I looked up spark row similarity but i am not sure if it will suit my needs
as i want to build my recommender as a java application possibly with an
interface.


On Fri, Nov 28, 2014 at 5:43 PM, Pat Ferrel <[email protected]> wrote:

> Some references:
>
> small free book here, which talks about the general idea:
> https://www.mapr.com/practical-machine-learning
> preso, which talks about mixing actions or other indicators:
> http://occamsmachete.com/ml/2014/10/07/creating-a-unified-recommender-with-mahout-and-a-search-engine/
> two blog posts:
> http://occamsmachete.com/ml/2014/08/11/mahout-on-spark-whats-new-in-recommenders/
> http://occamsmachete.com/ml/2014/09/09/mahout-on-spark-whats-new-in-recommenders-part-2/
> mahout docs:
> http://mahout.apache.org/users/recommender/intro-cooccurrence-spark.html
>
> Build Mahout from this source: https://github.com/apache/mahout This will
> run stand-alone on a dev machine, then if your data is too big for a single
> machine you can run it on a Spark + Hadoop cluster. The data this creates
> can be put into a DB or indexed directly by a search engine (Solr or
> Elasticsearch). Choose the search engine you want then queries of a user’s
> item id history will go there--results will be an ordered list of item ids
> to recommend.
>
> The core piece is the command line job: “mahout spark-itemsimilarity”,
> which can parse csv data. The options specify what columns are used for ids.
>
> Start out simple by looking only at user and item IDs. Then you can add
> other cross-cooccurrence indicators for multiple actions later pretty
> easily.
>
>
> On Nov 28, 2014, at 12:14 AM, Yash Patel <[email protected]> wrote:
>
> The mahout + search engine recommender seems what would be best for the
> data i have.
>
> Kindly get back to me at your earliest convenience.
>
>
>
> Best Regards,
> Yash Patel
>
> On Thu, Nov 27, 2014 at 9:58 PM, Pat Ferrel <[email protected]> wrote:
>
> > Mahout has several recommenders so no need to create one from components.

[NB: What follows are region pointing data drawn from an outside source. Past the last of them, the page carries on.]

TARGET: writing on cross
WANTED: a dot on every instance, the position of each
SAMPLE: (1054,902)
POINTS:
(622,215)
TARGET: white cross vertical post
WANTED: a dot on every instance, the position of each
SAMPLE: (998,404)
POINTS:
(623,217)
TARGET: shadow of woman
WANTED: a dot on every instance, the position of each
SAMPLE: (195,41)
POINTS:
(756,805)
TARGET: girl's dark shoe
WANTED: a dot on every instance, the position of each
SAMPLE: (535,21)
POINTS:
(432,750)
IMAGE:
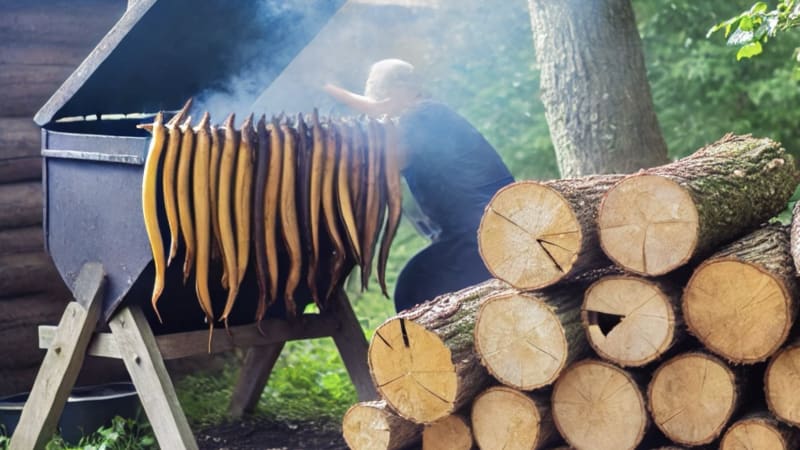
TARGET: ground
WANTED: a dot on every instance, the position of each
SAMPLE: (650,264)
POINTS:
(269,435)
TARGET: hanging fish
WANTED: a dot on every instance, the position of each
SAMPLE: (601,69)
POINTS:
(226,209)
(394,198)
(185,196)
(343,192)
(168,187)
(202,219)
(259,233)
(149,208)
(288,219)
(329,209)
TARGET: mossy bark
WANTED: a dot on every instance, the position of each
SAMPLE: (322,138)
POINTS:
(767,252)
(736,183)
(590,52)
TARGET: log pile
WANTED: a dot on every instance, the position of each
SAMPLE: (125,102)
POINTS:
(646,311)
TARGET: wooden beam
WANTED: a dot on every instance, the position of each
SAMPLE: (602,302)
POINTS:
(181,345)
(145,365)
(18,333)
(61,364)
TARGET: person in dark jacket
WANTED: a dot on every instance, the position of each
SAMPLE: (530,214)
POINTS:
(451,171)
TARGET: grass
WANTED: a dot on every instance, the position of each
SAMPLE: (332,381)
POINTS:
(309,381)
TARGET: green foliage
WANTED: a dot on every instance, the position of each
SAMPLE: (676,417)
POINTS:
(750,29)
(122,434)
(699,94)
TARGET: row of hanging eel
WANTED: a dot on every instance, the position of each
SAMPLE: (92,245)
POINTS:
(315,190)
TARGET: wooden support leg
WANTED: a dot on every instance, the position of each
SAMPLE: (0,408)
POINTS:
(353,345)
(257,367)
(62,363)
(142,358)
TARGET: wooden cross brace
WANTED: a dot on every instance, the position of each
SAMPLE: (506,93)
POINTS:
(131,339)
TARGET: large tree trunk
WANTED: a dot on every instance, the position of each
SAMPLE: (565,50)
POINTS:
(423,361)
(534,234)
(632,321)
(782,383)
(741,303)
(453,432)
(504,418)
(373,426)
(655,221)
(600,406)
(692,397)
(594,87)
(759,430)
(526,340)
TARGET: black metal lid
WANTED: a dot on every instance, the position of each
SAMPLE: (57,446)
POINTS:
(162,52)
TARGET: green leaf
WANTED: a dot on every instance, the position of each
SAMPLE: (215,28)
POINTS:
(749,50)
(759,7)
(746,24)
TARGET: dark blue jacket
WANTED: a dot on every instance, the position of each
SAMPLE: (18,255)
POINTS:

> > They all make use of the similarity of preferences between users—that’s
> why
> > they are in the category of collaborative filtering.
> >
> > Primary Mahout Recommenders:
> > 1) Hadoop mapreduce item-based cooccurrence recommender. Creates all recs
> > for all users. Uses “Mahout IDs"
> > 2) ALS-WR hadoop mapreduce, uses matrix factorization to reduce noise in
> > the data. Sometimes better for small data sets than #1. Uses “Mahout IDs"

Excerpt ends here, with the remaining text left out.